In my studio, I recycle precious metals and use eco-friendly chemicals when possible. And my acrylic comes from scrap and end cuts from a local plastic business. Ethical metalsmithing is important to me as a maker.
But what exactly is ethical metalsmithing?
To me, ethical metalsmithing means choosing socially and environmentally friendly metalsmithing practices. These include:
-recycling the metals I use
-using secondhand gold and gemstones
-opting for cultivated diamonds instead of mined diamonds
-supporting local businesses and services
-practicing eco-friendly studio methods
When I was still a student at the California College of the Arts, I learned from visiting artist Gabriel Craig that gold mining and the sourcing of precious gemstones such as diamonds can create ethical dilemmas for metalsmiths and consumers.
Something as small as a 18-karat gold wedding band can leave behind 20 tons of ore and waste rock.
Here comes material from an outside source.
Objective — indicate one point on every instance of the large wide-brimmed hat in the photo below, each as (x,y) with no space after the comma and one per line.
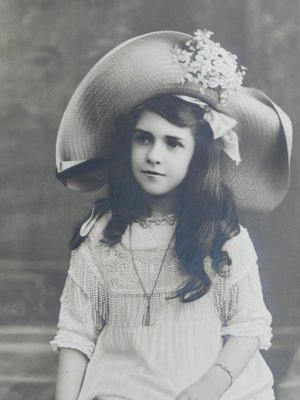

Gold mining also kickstarts chemical reactions, which result in acids or toxic chemicals that seep into the groundwater. Diamond mining, on the other hand, is less destructive than gold mining is but can lead to violent conflict and forced labor.
Everyday, we make choices as consumers, and our choices have lasting impacts. As both consumer and maker, I try to make choices that align with my beliefs. Although practicing ethical metalsmithing means spending more time researching suppliers, using slower processes, and spending more money on recycled metals and ethical gemstones, I believe it's worth it.
Did you know that cultivated diamonds are more perfect than mined diamonds are? Mined diamonds always have flaws, such as small inclusions, but a cultivated diamond can literally be perfect.